Materials and Methods

Patient Database

This was a retrospective analysis of kidney biopsies carried out at the University of California Irvine Medical Center between 2014 and 2019. We identified patients with ≥1 abdominal CT scans completed within 6 months of the kidney biopsy. After the initial screen of the medical records system, 42 patients who underwent imaging were excluded for the following reasons: CT scan conducted outside the inclusion period (>6 months from biopsy date, n=3); abdominal magnetic resonance imaging but no CT found in the system (n=6); patients inadvertently skipped in the annotation process (n=2); native kidneys not segmented in a patient who had undergone a transplant (n=1); low-quality scan with hardware artifact (n=1); and outside imaging studies that were not stored in the long-term imaging archives (n=29). The remaining 152 CT scans from 92 patients were downloaded and the axial soft-tissue reconstructed volume was extracted for further analysis. The majority of the CT scans (79%) were conducted without intravenous contrast; 129 scans were conducted on a Philips scanner, 22 on a Siemens scanner, and one on a GE Medical Systems scanner.
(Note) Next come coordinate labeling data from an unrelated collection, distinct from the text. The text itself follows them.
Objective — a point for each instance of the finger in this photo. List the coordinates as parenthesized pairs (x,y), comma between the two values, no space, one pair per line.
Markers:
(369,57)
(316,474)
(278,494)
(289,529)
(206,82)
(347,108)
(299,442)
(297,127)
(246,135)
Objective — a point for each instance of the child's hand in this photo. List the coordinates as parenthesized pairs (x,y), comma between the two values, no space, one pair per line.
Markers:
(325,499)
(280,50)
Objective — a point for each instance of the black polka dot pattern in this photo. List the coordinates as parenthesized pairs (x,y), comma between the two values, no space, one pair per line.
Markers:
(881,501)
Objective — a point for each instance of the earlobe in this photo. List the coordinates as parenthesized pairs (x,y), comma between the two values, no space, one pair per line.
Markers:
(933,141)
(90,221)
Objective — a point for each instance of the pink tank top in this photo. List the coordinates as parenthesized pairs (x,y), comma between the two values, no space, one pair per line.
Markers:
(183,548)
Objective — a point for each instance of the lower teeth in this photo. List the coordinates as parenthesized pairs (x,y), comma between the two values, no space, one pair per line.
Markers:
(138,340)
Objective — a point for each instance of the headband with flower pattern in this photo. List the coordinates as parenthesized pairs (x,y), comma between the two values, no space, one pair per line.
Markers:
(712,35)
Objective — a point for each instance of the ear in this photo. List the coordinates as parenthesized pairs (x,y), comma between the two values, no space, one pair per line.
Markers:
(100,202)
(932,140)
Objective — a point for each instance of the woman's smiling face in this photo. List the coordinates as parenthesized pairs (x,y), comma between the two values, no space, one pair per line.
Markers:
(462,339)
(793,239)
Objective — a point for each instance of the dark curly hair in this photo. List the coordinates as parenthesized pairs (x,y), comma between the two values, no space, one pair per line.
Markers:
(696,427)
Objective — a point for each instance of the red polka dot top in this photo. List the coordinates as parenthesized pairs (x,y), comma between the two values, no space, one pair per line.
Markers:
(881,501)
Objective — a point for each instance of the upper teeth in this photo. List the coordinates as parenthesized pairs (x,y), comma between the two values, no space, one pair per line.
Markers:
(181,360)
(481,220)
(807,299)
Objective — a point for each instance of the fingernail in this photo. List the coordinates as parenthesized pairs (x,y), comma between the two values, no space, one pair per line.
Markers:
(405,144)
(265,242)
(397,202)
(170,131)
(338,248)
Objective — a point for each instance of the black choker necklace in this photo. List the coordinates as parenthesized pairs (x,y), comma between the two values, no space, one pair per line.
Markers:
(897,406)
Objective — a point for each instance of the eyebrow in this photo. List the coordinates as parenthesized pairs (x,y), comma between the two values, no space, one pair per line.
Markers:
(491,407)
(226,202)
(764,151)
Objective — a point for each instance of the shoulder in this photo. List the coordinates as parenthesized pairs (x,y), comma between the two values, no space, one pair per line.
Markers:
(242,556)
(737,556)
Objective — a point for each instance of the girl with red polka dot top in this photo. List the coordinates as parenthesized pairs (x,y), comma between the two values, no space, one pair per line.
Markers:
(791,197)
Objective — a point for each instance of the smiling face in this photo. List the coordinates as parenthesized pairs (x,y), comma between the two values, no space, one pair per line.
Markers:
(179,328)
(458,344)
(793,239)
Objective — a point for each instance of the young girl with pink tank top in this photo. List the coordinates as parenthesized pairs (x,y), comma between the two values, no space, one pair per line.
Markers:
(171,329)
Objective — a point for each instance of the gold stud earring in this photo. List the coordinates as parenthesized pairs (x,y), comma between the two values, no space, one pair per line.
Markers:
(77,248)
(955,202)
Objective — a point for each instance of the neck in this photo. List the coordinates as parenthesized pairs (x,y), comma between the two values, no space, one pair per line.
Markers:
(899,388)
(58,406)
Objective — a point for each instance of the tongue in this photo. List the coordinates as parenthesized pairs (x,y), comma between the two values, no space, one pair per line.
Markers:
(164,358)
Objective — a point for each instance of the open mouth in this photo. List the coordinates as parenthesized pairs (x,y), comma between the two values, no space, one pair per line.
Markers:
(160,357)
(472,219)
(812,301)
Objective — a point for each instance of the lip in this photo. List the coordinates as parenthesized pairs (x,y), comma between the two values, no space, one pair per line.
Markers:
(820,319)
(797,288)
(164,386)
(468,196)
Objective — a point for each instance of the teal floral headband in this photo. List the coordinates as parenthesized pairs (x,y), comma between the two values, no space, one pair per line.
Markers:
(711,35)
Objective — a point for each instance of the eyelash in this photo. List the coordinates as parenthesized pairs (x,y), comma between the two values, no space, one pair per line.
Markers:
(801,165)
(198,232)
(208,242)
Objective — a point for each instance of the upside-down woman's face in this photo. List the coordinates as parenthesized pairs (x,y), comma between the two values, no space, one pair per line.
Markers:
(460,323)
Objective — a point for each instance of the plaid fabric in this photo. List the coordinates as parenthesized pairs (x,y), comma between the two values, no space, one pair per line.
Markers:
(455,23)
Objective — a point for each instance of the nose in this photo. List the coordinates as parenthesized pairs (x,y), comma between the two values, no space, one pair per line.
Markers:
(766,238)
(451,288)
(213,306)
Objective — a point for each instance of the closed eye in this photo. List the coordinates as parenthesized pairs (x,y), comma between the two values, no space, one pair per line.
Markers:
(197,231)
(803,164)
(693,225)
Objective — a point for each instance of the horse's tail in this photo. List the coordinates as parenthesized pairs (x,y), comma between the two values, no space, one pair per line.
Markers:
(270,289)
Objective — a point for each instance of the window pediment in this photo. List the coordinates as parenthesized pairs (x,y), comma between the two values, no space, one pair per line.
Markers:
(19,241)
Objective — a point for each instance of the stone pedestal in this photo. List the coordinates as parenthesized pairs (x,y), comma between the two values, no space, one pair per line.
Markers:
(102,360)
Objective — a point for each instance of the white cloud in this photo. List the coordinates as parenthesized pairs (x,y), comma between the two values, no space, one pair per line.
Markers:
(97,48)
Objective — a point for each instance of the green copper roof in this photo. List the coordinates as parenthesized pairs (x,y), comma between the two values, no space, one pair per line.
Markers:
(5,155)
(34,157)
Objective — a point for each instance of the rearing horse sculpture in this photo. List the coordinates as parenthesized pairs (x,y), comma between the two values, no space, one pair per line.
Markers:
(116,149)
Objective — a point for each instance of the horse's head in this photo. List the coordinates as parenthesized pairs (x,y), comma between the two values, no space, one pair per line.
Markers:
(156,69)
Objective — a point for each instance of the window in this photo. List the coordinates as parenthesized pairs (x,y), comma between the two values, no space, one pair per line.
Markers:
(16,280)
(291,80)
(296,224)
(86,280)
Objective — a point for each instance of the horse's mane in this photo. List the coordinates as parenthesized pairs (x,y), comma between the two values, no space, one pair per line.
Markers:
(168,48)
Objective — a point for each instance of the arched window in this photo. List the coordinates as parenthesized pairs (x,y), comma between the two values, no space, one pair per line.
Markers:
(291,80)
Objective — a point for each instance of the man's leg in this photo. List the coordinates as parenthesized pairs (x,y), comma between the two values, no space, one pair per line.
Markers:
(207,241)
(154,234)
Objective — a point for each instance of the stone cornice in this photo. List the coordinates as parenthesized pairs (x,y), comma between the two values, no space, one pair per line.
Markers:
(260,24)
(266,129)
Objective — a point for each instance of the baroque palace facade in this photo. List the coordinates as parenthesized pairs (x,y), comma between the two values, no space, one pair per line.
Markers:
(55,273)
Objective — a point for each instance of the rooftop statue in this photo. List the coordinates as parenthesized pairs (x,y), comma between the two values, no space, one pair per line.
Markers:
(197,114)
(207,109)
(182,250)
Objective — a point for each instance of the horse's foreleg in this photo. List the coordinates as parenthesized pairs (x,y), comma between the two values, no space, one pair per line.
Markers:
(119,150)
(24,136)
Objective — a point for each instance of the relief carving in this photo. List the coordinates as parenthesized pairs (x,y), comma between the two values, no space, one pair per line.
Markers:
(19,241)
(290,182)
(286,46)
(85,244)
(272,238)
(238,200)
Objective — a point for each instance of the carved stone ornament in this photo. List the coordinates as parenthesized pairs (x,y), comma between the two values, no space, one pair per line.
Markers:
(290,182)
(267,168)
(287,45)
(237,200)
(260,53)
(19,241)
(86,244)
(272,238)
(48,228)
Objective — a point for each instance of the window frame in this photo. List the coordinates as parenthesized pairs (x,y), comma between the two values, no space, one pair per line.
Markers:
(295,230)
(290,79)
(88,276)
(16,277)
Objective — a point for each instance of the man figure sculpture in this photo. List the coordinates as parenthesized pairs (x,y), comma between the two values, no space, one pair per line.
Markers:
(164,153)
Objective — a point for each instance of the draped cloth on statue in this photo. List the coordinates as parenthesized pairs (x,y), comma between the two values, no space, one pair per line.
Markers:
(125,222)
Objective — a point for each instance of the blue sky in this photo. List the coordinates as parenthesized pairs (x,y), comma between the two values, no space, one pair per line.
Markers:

A pathologist (J.E.Z.) reviewed a random selection of patients to confirm the degree of fibrosis was accurately documented in kidney biopsy reports. In discordant patients, a second pathologist reviewed the slides to determine ground-truth (see Acknowledgments). Ground-truth degree of kidney fibrosis from biopsy reports was treated as a binary outcome: mild/moderate versus severe (interstitial fibrosis and tubular atrophy <50% versus ≥50%). Native kidneys in CT scans from patients who were transplanted were automatically scored as severe fibrosis. Demographics and comorbid conditions were compiled in a REDCap database, and CT images were accessed as described below. All research procedures were approved by the University of California Irvine Institutional Review Board.

Annotation

The CT scans were transferred from our hospital’s Picture Archiving and Communication System to a secure in-house database. A custom proprietary web-based annotation tool was used to create ground-truth three-dimensional binary masks corresponding to the native right and left kidneys, and any renal transplants, if present. The annotation tool was implemented as a simple brush utility without any thresholding or advanced contouring functionality. Two student researchers (H.R.T., K.A.P.R.) served as the main annotators, and a senior radiologist (P.D.C.) subsequently reviewed each patient and refined region of interest annotations where needed.

Image Preprocessing

Using the annotated kidney volume masks as a template, each individual kidney was cropped and resampled to an isotropic 96 × 96×96 voxel volume. This resampling operation was required to ensure all model inputs were of the same matrix size and to accommodate the limitations of graphics processing unit memory. Given the volumes were first cropped to the right and left kidneys, and that the kidneys constitute only a small portion of the original CT volume, the final resampled voxel sizes were similar in resolution to the original data. Each cropped volume was then normalized by clipping all voxel values to a range of −150 to 250 Hounsfield Units and scaled by a factor of 1:50. Any single exam in this dataset may contain up to three individual cropped kidneys used for algorithm training: (native) left, (native) right, and transplant. For any individual kidney, a total of 96 two-dimensional (2D) images (of size 96×96) were used for training.

CNN Approach

Two different custom 2D CNN networks were tested and compared, to differentiate severe from mild/moderate kidney fibrosis. The first algorithm is a standard global slice-by-slice CNN classifier, designed to predict one of three mutually exclusive categories for each 2D image: no-kidney, mild/moderate fibrosis, and severe fibrosis. The second algorithm is a pixel-level CNN classifier implemented through a fully convolutional U-Net architecture to perform simultaneous segmentation and classification. In both models, the final classification ignores slices or voxels without kidneys, and a majority rule is aggregated on the remaining predictions. Both algorithms are implemented using the state-of-the-art squeeze-and-excitation network architecture, the top-performing model of the ImageNet Large Scale Visual Recognition Challenge in 2017 (18). The squeeze-and-excitation network approach enables networks to adaptively recalibrate channel-wise feature responses on the basis of different model inputs by learning interdependencies between channels (Figure 1).

Figure 1.

Figure 1.

Prediction heatmaps generated by the deep learning algorithm identifying areas of suspected “severe” fibrosis within the kidney. From left to right, kidneys ranging from normal to severe fibrosis are shown with progressive degrees of estimated fibrotic parenchyma. Final mean softmax normalized predictions for the entire kidney are shown in the bottom row, ranging from 0.0 to 0.2; 0.2–0.4; 0.4–0.6; 0.6–0.8; and 0.8–1.0.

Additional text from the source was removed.